WILLIAMSTOWN -- A proposed senior housing project is closer to securing funding that would allow it to break ground in the fall of 2014.

On Wednesday, the town's Affordable Housing Trust (AHT) unanimously voted to commit $150,000 to the 40-unit Highland Woods project on Southworth Street.

"We have the amazing opportunity in Williamstown to meet an emergency need and do it in a very accelerated timeline," Mollye Wollahan, deputy director of the Women's Institute for Housing and Economic Development, told members.

The entity is one of four developers involved in the project on four acres donated by Williams College.
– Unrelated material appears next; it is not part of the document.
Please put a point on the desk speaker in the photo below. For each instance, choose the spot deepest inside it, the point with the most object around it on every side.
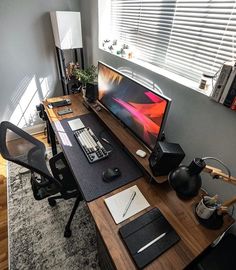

Selectmen have already committed $2.6 million of the town's $6.13 Federal Emergency Management Agency (FEMA) Hazard Mitigation Grant, awarded to relocate Spruces Mobile Home Park residents. Other funding sources would include affordable housing tax credits.

Wollahan initially requested $100,000 on Dec. 4 on behalf of developer, Berkshire Housing Development Corporation, which will manage the property. Trust members tabled the request until more members could attend.

Wollahan explained Wednesday that the developers had also planned to apply for Community Preservation Act funds, funded through a 2 percent property tax surcharge. But the developers must have committed funds when applying for the tax credits this winter, she explained. CPA funds, if approved by the Community Preservation Committee and then at the annual town meeting, would not be available until the fall.

"We can't show it as committed," she said. "Originally we had discussed $150,000 from the trust $150,000 would be a wonderful opportunity, versus making an application at all to the CPC."

Trust members debated the merits of fully funding the accelerated program. The trust's reserves are approximately $394,000, and members have discussed funding other potential programs to increase the town's affordable housing stock.

"I tend to favor something real standing before us versus something we're thinking about doing down the road," member Cathy Yamamoto said.

A motion by member Stanley Parese, to fund the $150,000 request, was unanimous.

In other business, members discussed their own applications to the CPC.

One request of $75,000 would establish a revolving fund for the purchase and rehabilitation of homes for affordable housing. Another $75,000 request would be to replenish the trust's reserves.